If we understand what form or forms of aging we are predisposed to, we also have the power to come up with a strategy to prevent specific health problems and possibly slow down certain aging processes.
“The age type is more than just a label. It can help people eliminate health risk factors and find the areas where they are most likely to have problems. “Most importantly, our study shows that it is possible to change the way you age for the better.”
-Professor Michael Snyder
However, research into aging processes is not over. “We are beginning to understand how this happens with behavior, but we will need more participants and more measurements over time to complete it thoroughly” says Professor Snyder.
Chances of slowing down aging
Professor Snyder and his team also looked at other factors that can contribute to aging differently. More specifically, they compared the aging profiles of healthy insulin-sensitive individuals with those of insulin-resistant participants whose organisms could not effectively process blood glucose.
“The differences in aging between healthy and insulin-resistant people are something that has never been seen before,” says the lead researcher.
“In total, we found that there were about 10 molecules that differed significantly between insensitive and insulin-resistant people as they aged.” Of these molecules, many played a role in the functioning of the immune system.
But the researchers found another noteworthy finding: During the 2 years they collected data on participants, not all of them showed a change in “age indicators”.
It is also noteworthy that, for some people who changed their lifestyle – especially in terms of diet – the “age indicators” decreased over time, which, in some cases, meant that these people were aging at a slower rate.

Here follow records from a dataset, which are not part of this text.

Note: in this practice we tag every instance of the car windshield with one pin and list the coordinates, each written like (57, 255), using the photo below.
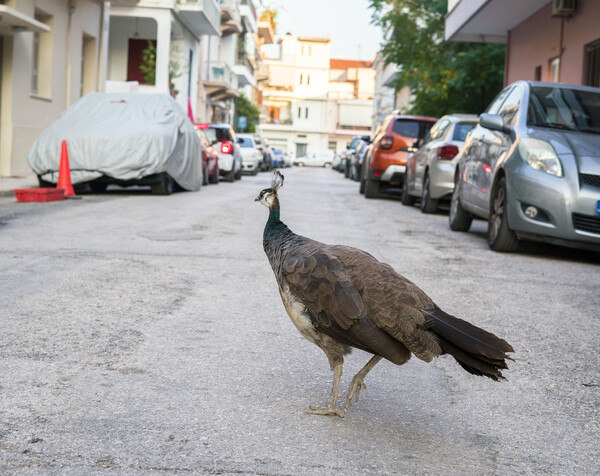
(244, 142)
(216, 134)
(564, 108)
(461, 130)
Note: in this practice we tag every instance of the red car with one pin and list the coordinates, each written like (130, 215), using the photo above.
(210, 157)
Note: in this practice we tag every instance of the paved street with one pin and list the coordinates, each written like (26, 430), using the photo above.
(145, 333)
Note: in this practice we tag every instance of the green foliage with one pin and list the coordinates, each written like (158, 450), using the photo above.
(444, 77)
(247, 108)
(148, 66)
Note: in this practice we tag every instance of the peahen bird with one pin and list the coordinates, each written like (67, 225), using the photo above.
(341, 297)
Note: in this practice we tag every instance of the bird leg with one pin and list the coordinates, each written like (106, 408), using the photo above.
(357, 383)
(332, 408)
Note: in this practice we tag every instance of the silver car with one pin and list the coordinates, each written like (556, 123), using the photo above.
(430, 170)
(531, 167)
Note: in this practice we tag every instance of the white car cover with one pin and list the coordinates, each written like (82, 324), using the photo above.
(125, 136)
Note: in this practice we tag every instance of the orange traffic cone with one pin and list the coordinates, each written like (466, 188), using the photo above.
(64, 172)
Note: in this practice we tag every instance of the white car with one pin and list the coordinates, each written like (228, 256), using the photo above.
(251, 155)
(318, 159)
(223, 139)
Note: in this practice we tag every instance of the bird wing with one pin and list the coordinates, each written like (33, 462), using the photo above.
(319, 281)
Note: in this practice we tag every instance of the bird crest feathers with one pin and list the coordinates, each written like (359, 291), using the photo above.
(276, 180)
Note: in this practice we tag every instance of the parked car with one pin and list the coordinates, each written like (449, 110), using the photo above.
(350, 150)
(531, 167)
(210, 158)
(357, 158)
(386, 163)
(124, 139)
(223, 139)
(319, 159)
(430, 170)
(251, 156)
(266, 161)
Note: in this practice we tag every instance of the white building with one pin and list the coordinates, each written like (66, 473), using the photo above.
(175, 29)
(51, 53)
(313, 103)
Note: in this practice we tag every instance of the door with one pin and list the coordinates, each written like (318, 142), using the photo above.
(494, 146)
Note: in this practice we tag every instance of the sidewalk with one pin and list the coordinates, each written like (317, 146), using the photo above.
(8, 184)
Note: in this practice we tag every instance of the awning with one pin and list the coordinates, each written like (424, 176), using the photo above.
(13, 21)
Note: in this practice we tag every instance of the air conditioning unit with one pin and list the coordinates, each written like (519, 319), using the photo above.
(563, 8)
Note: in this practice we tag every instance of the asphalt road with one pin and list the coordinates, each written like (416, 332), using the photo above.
(142, 333)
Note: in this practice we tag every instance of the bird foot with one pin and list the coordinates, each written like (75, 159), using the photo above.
(331, 410)
(355, 387)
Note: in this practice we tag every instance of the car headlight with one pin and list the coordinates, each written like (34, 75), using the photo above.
(540, 155)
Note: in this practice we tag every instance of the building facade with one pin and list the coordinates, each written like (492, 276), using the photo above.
(556, 41)
(311, 102)
(51, 54)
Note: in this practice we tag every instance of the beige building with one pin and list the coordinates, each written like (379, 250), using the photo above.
(312, 103)
(51, 53)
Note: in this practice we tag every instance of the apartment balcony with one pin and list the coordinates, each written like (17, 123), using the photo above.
(231, 20)
(220, 81)
(248, 14)
(202, 17)
(244, 70)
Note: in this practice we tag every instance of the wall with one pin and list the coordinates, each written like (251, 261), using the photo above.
(537, 40)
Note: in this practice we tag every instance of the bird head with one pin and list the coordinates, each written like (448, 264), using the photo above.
(268, 196)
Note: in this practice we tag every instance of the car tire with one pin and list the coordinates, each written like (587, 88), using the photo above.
(98, 187)
(166, 186)
(500, 237)
(458, 218)
(371, 188)
(428, 204)
(407, 199)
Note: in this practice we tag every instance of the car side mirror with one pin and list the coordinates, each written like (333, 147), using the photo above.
(494, 122)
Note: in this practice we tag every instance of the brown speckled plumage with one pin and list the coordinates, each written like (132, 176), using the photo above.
(341, 297)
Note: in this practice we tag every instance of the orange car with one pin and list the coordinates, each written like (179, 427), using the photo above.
(386, 161)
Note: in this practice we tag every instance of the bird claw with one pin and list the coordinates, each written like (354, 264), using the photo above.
(329, 410)
(356, 386)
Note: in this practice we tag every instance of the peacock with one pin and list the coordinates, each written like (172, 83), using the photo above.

In some participants, age-related changes in the levels of the essential molecules glycosylated hemoglobin (HbA1c) and creatinine, which are associated with renal function, occurred at a slower rate.
According to the researchers, in some of the people who took statins, a decrease in creatinine levels was observed, indicating better renal function, while in others who changed their lifestyle, there were no significant improvements.
Analyzing and studying his personal biological samples, Professor Snyder estimates that lifestyle changes will be more effective.
“I started exercising and lifting weights,” he says, trying, as he explained, to slow down his average aging rate over time.
The team also notes that their current findings are just the beginning of a long and complex journey to understanding how aging works. Many unanswered questions remain and, over time, researchers hope to find more answers.